Checking practice is basically the worst thing ever, even though Bitty’s sure that Jack isn’t his soulmate. He can’t help but think that Jack is attractive - that’s basically an objective fact. The sun is hot, humidity makes his hair puff up, and Jack Zimmermann is attractive. He tries not to be too hard on himself for simply agreeing with a universal truth.
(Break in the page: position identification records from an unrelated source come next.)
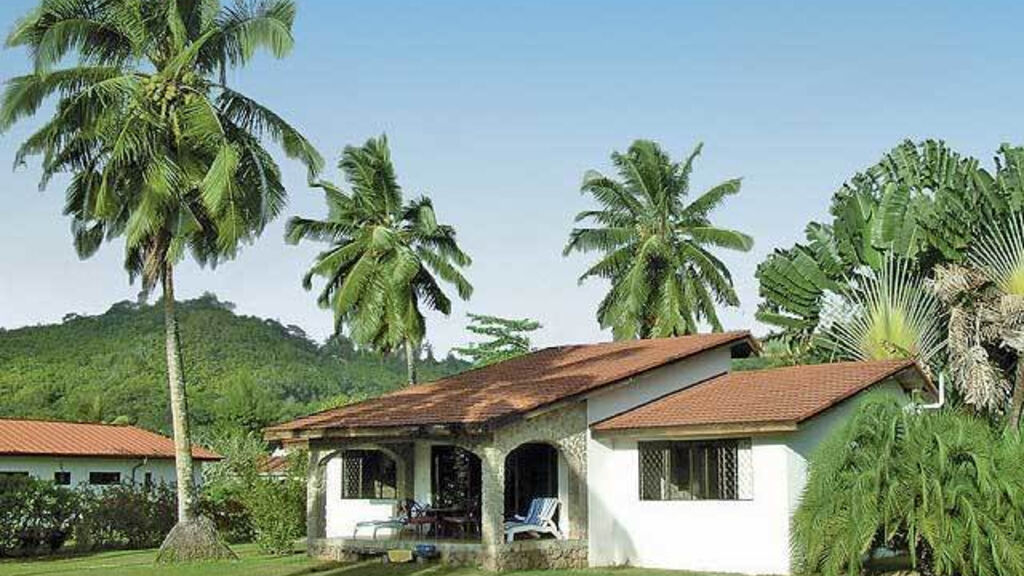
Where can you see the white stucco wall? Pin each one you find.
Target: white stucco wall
(749, 536)
(744, 536)
(342, 515)
(44, 466)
“Good job,” Jack says as they step off the ice, giving Bitty a small smile.

Bitty ducks his head to hide his blush and hopes that Jack writes it off as being from the cold. “Thanks. And thank you for helping me.”

Jack puts his still-gloved hand on Bitty’s shoulder. “It’s no problem. I’m your captain; I wouldn’t be doing my job if I didn’t help you, eh?”

Bitty has to struggle to keep his shoulders level when all he wants to do was slump. “Yeah. Well, still. Thank you.”

 

Bitty gets hit and Jack acts like it’s his fault.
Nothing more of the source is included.